Getting married is a huge life decision, especially for women.
The responsibilities of childbirth, raising kids, and taking care of the family come with social norm expectations obliging women to sacrifice career and financial momentum.
But did you know that these problems can be solved through financial literacy and planning?
You guys should definitely have “the talk” before jumping into something serious.
As the saying goes, marriage is not something you swallow and throw up later on when you realize it’s hot.
Here are some female financial planning tips you can consider before walking down the aisle with your husband-to-be.
Women’s Financial Planning Over The Years
Believe it or not, only a mere 9% of women believe that they can make better monetary investments than men.
You may be thinking, how could that be when mothers are often in charge of managing the daily expenses at home?
The answer is simple—financial planning resources for women are still limited even up to this day. The low confidence of ladies over the subject of financial independence is derived from the following gender-based earning facts:
- Women only earn $0.80 for every dollar an average man makes
- Womenfolk has fewer chances to ask for a pay raise than men
- There are not enough females in high-earning career fields
- The poverty rates among women are higher than men
- Women take on more family/household responsibilities
Despite women’s glaring disadvantage regarding financial opportunities and planning, ladies tend to have higher saving rates than their opposite gender. In fact, some studies suggest that the female population earns better investment returns than men.
But with all these monetary hurdles we mentioned, how can you ensure financial security before and after the wedding bells ring?
Pre-marriage Financial Planning For Women
Personal Debts & Credit Standing
Like it or not, marriage is a legally binding procedure.
And now that you’ve chosen to walk down the flowery aisle with your most beloved, being honest with your debts and credits is a crucial foundation of your union.
If both of you have outstanding debts via student loans, credit cards, or any type of bill, the best way to tackle this is to consolidate everything.
One of the biggest dilemmas of female financial planning is figuring out how to settle these debts. Should the two of you pay for them individually or jointly?
Personal loans can become handy for couples who intend to settle debts before marrying. However, its terms and rates depend on your current credit standing.
Consider weighing your overall debts and income if you decide to pay dues together. Compute the monthly payment and divide it with you and your spouse’s gross income per month.
Individual & Separate Bank Accounts
Sharing last names and bedsheets is common in marriage—but did you know that you and your partner can have separate bank accounts?
Younger couples have shown higher interest in keeping financial accounts separate from their spouses over the past years. This preference often emerges from the fact that joint bank accounts insinuate a lack of financial independence for both parties.
When deciding this matter, don’t forget to consider current debts.
If you or your husband owes money to a creditor, keep in mind that they may collect dues via your joint account should you decide to open one.
The best you can do is discuss how financial loads will be settled to avoid conflicts. Better yet, you can try to open a joint bank account for necessary expenses and have separate ones for personal finance.
Long-term Financial Goals
Women’s financial planning doesn’t end upon actual marriage.
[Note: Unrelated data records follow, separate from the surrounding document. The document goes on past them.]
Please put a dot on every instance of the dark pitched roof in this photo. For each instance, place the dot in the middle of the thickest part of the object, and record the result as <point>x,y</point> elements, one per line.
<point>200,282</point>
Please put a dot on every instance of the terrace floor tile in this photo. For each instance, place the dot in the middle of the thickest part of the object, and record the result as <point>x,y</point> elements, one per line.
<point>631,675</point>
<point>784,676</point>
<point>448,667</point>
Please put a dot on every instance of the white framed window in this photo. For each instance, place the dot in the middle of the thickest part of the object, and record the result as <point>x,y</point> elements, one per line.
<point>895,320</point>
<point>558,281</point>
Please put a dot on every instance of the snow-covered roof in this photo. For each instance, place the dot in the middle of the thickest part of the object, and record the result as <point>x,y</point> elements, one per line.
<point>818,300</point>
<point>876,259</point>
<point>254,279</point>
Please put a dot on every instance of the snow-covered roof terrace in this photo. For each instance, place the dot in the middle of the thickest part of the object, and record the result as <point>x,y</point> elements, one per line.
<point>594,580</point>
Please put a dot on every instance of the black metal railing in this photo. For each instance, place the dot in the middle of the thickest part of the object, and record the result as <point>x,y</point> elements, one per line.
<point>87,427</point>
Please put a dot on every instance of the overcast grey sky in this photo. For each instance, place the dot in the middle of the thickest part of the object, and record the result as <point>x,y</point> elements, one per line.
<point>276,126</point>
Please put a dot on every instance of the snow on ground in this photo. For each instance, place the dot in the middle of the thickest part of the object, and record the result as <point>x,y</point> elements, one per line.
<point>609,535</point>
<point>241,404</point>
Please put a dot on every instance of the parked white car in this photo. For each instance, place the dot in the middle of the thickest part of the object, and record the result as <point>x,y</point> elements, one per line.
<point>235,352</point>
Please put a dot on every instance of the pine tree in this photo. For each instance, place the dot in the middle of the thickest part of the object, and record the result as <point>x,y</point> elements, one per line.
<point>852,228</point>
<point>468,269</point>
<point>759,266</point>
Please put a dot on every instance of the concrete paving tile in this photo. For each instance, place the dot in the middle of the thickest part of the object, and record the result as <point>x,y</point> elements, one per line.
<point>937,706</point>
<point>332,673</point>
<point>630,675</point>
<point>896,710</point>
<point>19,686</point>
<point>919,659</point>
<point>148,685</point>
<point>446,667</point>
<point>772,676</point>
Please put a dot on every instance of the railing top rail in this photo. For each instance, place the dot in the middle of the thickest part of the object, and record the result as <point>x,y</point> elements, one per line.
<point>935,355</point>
In fact, managing how you’ll spend and save money should be a continuous process throughout your married life.
Besides the newly wedded bliss, managing living expenses and building wealth are crucial factors of pre-marriage financial planning for women.
Remember, every financial decision in the household will have to be in mutual agreement.
First, you and your spouse should set a budget. The household expenses must align with income, or else you’ll soon find yourself down the debt hole.
Allocating money for an emergency fund can also aid your new family against unprecedented expenses. It’s also good to set aside part of your income if you plan to buy a new home, car, or start a business in the long run.
Getting married shouldn’t be the only reason to start female financial planning. Whether it’s divorce, welcoming a baby, or getting a new job, being financially aware should be in every phase of our lives as women.
Don’t be intimidated to start. Find new sources of income to achieve financial freedom and build the life you want before, during, and even after the marriage.